China Bank Regulator Suggests A Number of Reforms
The head of China’s banking regulation system, Shang Fulin, in a recent interview with a state-run magazine gave an overview of the problems facing the nation’s banking sector and its regulatory structure, and suggested ways in which the regime may attempt reforms.
Banking Regulatory Commission Chairman Shang Fulin discussed the weaknesses in the sector, and said in an interview in Seeking Truth, a Party-run ideological journal, that the financial system’s support of the real economy “needs to be vastly improved,” reported the Wall Street Journal.
Citing the rapid growth of China’s financial system in the last decade, he referred to troublesome areas in the industry. Warning particularly of the increasing complexity of transaction structures and the rapid expansion of off-balance-sheet activities, he said that it was essential to “reduce the risks of financial contagion” and “prevent regulatory arbitrage” by closing the loop-holes banks use to circumvent regulation.

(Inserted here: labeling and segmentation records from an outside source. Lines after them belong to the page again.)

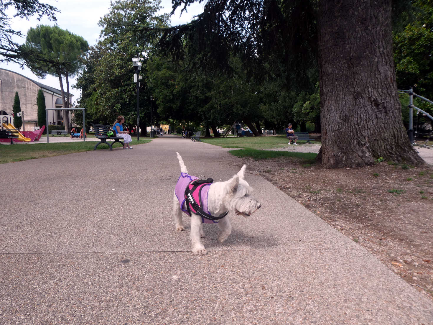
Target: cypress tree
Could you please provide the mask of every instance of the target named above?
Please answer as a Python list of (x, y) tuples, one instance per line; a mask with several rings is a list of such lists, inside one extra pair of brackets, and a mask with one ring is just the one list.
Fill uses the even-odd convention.
[(18, 113), (21, 111), (21, 105), (19, 103), (19, 96), (18, 96), (18, 91), (15, 92), (15, 99), (13, 101), (12, 111), (13, 112), (13, 125), (17, 129), (20, 129), (23, 126), (23, 120), (21, 117), (18, 116)]
[(44, 96), (44, 92), (42, 91), (42, 89), (39, 89), (38, 91), (38, 97), (36, 102), (38, 105), (38, 125), (39, 127), (42, 127), (42, 125), (46, 124), (45, 96)]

Shang voiced concern that the banks were not meeting real world economic situations, and said that investor’s funds should be “invested in real economic activity and not in bubbles.”
He also warned that cooperation would be necessary in order to promote the smooth implementation of economic reforms, said state media Consolidated Financial Network (CFN).
Greater cooperation on the banks’ part may be required, as banks have been unresponsive to regulators’ attempts to cool the economy, prompting a recent cash squeeze. Banks have been “keeping the lending spigots open largely through increasingly complicated transactions,” playing a “cat and mouse” game that hides risk, said Wall Street Journal last month.
Investors are becoming increasingly wary of China’s banks, in light of growing worries about bad loans on—and off—he books. Bloomberg reported in August that bad loans rose for the seventh straight quarter as the economy continued to slow down.
Using official statistics, Bloomberg said that debt increased “across all lender categories, including state-owned and regional banks.”